Keuntungan menggunakan metode Learning Cycle antara lain:
1.      Meningkatkan motivasi siswa karena dapat memberikan kesempatan kepada siswa terlibat secara aktif dalam pembelajaran
2.      Membantu mengembangkan sikap ilmiah dan ketrampilan proses siswa
3.      Pembelajaran lebih bermakna karena siswa secara langsung mengalami proses pemerolehan konsep dan memahami aplikasinya dalam kehidupan sehari-hari
Kelemahan menggunakan metode Learning Cycle antara lain:
1.      Tujuan pembelajaran tidak tercapai jika guru kurang menguasai materi dan langkah-langkah pembelajaran yang mengacu pada siklus belajar
2.      Menuntut kesungguhan dan kreativitas guru dalam merancang dan menerapkan kegiatan pembelajaran
3.      Memerlukan pengelolaan kelas yang lebih terencana dan terorganisir
4.      Memerlukan waktu dan tenaga lebih banyak dalam menyusun rencana dan pelaksanaan pembelajaran
Kaitan Learning Cycle dengan teori Konstruksivisme
Pada dasarnya salah satu sasaran pembelajaran adalah membangun gagasan saintifik setelah peserta didik berinteraksi dengan lingkungan, peristiwa, dan informasi dari sekitarnya. Pandangan konstruktivisme   sebagai filosofi pendidikan mutakhir menganggap semua peserta didik mulai dari usia TK sampai dengan perguruan tinggi memiliki gagasan atau pengetahuan sendiri tentang lingkungan dan peristiwa atau gejala alam sekitarnya, meskipun gagasan ini kadang-kadang salah. Mereka senantiasa mempertahankan gagasan atau pengetahuan secara kokoh sebagai suatu kebenaran. Hal ini berlangsung karena gagasan atau pengetahuan yang dimiliki peserta didik ini terkait dengan pengetahuan awal yang sudah terbangun dalam, wujud “schemata” (struktur kognitif) dalam benak siswa. Esensi dari teori konstruktivisme   adalah siswa harus secara individual menemukan dan mentransfer informasi-informasi kompleks apabila mereka harus menjadikan informasi itu miliknya sendiri. Belajar menurut teori ini adalah membangun pengetahuan dari kegiatan, refleksi, dan interpretasi serut pemahaman oleh seseorang sesuai dengan skemata yang dimilikinya.

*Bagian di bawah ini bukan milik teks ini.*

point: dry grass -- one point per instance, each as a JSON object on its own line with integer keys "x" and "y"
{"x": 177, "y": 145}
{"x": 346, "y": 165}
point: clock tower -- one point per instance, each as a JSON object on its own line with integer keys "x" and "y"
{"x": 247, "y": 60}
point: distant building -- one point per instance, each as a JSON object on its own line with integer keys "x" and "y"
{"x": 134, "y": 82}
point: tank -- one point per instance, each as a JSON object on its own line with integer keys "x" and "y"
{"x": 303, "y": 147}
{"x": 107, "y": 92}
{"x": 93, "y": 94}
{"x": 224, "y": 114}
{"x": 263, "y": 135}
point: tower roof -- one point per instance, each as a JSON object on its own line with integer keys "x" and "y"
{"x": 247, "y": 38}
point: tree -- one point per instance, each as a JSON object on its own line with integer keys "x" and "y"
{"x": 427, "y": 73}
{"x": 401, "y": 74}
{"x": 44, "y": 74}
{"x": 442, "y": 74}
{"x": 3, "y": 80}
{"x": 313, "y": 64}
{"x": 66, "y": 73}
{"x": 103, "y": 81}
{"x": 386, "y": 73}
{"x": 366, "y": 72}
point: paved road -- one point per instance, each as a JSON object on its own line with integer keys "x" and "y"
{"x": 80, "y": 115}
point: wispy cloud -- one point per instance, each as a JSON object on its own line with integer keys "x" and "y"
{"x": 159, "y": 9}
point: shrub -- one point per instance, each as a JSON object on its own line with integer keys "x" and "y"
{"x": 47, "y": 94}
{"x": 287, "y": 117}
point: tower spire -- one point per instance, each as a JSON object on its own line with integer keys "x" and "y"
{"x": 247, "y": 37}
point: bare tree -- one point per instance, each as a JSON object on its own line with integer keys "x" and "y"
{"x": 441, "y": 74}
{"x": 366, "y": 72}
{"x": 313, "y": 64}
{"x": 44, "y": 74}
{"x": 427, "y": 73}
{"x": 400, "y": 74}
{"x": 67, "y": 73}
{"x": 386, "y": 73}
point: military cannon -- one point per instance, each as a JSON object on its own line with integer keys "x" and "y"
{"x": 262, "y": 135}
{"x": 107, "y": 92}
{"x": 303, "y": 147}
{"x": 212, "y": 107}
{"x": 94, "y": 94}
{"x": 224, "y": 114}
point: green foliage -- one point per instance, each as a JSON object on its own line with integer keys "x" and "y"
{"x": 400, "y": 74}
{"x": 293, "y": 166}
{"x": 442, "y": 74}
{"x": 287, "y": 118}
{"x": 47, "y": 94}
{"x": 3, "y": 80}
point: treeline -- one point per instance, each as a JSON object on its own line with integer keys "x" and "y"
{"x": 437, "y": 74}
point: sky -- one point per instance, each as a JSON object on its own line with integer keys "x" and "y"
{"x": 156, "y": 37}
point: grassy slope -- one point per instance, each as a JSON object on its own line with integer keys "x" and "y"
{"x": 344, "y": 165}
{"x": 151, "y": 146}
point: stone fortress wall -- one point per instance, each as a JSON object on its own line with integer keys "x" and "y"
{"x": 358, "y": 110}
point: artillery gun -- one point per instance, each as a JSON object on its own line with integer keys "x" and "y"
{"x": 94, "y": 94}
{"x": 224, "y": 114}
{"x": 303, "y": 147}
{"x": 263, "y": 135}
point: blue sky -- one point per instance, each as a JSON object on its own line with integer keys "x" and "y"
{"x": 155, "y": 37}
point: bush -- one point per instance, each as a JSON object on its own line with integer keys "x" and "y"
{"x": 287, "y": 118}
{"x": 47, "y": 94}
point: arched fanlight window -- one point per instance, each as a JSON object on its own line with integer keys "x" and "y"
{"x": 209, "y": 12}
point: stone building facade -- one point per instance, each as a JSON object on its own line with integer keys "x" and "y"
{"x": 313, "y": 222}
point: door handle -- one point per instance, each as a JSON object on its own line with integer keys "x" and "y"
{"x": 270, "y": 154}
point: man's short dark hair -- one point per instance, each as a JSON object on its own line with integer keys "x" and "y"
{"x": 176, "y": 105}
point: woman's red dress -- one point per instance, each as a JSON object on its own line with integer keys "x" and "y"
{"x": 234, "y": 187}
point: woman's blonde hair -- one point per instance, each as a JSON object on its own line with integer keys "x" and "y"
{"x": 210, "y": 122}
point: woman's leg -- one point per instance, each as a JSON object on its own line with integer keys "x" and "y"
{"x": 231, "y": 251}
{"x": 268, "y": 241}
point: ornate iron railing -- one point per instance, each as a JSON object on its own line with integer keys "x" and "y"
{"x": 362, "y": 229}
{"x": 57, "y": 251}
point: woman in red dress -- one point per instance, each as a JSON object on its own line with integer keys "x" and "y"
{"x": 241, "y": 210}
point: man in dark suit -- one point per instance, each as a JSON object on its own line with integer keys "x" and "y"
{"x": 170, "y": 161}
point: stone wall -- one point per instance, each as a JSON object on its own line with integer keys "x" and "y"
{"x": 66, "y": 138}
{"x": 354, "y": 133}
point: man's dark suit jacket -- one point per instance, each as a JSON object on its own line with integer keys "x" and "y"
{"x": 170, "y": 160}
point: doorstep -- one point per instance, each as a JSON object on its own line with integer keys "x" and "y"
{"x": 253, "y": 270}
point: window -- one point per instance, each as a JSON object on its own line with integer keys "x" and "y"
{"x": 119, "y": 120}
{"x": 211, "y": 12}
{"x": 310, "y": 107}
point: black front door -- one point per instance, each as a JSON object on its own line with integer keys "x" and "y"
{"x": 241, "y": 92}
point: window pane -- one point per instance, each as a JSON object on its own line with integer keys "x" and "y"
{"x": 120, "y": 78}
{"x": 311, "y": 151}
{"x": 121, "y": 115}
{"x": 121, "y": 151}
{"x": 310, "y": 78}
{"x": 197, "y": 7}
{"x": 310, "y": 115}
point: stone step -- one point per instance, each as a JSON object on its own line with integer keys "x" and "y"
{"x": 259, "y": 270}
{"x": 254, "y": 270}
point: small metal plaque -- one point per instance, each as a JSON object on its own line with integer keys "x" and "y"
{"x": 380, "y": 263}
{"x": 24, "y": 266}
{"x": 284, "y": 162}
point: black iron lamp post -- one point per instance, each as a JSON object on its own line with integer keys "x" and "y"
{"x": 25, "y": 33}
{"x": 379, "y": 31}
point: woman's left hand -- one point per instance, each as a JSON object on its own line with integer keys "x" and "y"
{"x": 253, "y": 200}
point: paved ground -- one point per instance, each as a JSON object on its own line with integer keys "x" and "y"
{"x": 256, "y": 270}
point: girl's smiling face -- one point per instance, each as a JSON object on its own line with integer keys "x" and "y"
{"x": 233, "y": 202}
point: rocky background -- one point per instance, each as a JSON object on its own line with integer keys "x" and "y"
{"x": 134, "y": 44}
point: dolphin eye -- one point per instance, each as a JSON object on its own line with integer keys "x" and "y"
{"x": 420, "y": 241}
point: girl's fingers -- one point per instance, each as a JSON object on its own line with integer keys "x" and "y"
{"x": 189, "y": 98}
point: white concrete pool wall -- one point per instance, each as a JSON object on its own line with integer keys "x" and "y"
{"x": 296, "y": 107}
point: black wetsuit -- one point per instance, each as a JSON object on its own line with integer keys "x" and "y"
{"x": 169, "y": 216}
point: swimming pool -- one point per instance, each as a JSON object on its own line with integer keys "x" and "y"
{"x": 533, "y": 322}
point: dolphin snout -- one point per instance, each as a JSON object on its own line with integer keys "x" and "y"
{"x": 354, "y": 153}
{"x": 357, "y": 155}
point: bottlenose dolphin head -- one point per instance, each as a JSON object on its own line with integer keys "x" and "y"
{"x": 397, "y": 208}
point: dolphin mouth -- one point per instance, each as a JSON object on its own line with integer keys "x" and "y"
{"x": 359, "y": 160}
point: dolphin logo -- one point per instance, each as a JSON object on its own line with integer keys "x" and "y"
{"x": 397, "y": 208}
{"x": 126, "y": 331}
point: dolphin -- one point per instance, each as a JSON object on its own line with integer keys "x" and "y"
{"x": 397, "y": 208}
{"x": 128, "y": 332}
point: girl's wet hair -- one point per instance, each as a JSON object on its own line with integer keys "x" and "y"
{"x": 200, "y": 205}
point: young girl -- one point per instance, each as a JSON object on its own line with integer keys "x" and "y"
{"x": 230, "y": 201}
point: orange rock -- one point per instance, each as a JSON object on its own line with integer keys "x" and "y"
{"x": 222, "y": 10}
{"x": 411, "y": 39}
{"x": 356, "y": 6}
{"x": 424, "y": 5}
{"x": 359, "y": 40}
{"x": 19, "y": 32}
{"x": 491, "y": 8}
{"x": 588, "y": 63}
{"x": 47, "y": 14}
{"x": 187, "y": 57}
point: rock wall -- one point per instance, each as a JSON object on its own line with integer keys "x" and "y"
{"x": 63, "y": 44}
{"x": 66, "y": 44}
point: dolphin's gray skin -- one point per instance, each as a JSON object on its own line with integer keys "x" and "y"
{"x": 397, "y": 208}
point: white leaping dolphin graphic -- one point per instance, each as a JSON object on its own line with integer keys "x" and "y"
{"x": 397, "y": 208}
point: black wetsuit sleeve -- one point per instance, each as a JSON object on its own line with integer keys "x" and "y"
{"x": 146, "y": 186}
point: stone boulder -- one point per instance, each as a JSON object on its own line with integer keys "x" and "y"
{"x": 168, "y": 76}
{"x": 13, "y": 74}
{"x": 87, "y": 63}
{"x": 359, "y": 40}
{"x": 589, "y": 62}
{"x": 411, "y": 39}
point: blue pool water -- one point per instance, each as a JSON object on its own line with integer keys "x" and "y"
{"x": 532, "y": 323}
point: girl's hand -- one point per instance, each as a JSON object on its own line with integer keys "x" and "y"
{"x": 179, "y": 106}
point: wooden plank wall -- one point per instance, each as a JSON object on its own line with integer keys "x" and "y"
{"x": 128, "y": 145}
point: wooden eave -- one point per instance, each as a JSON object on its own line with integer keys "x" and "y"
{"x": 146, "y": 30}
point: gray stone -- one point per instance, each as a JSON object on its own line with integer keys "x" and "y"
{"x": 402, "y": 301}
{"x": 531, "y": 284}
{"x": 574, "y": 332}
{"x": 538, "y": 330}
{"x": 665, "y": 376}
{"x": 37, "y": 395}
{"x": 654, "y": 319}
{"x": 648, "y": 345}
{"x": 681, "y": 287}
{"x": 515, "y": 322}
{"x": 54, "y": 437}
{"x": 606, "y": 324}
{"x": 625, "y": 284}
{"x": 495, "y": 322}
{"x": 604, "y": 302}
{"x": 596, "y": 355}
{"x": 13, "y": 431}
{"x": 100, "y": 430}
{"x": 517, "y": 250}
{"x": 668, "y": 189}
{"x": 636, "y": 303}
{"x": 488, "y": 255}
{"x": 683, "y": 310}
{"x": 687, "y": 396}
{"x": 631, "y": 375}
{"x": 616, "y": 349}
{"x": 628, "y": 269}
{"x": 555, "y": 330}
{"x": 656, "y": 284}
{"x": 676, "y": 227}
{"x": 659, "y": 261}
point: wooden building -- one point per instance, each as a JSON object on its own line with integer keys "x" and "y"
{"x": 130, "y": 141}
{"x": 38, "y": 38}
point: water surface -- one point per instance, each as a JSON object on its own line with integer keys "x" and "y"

Dalam teori konstruktivisme, inti kegiatan pendidikan adalah memulai pelajaran dari apa yang diketahui siswa. Guru tidak dapat mendoktrinasi gagasan saintifik supaya peserta didik mampu mengganti dan memodifikasi gagasannya yang non saintifik menjadi gagasan atau pengetahuan saintifik. Dengan demikian, yang menyusun perubahan gagasan peserta didik adalah peserta didik itu sendiri. Guru hanya berperan sebagai fasilitator agar proses belajar untuk memperoleh konsep yang benar dapat berlangsung dengan benar.
Menurut mulyati (2003), belajar berdasarkan paham konstruktivisme   adalah :
1.      Suatu proses dimana pengetahuan diperoleh dengan jalan mengaitkan informasi baru kepada pengetahuan yang telah dimiliki sebelumnya (prior knowledge) secara individual.
2.      Pengetahuan baru yang beragam tergantung pada bagaimana pengetahuan itu diperoleh.
3.      Internalisasi dari suatu pengetahuan terjadi bila seseorang menangkap informasi baru, dikaitkan dengan pengetahuan yang lama tidak cocok, terjadi miskonsepsi, suatu kondisi disequilibrium.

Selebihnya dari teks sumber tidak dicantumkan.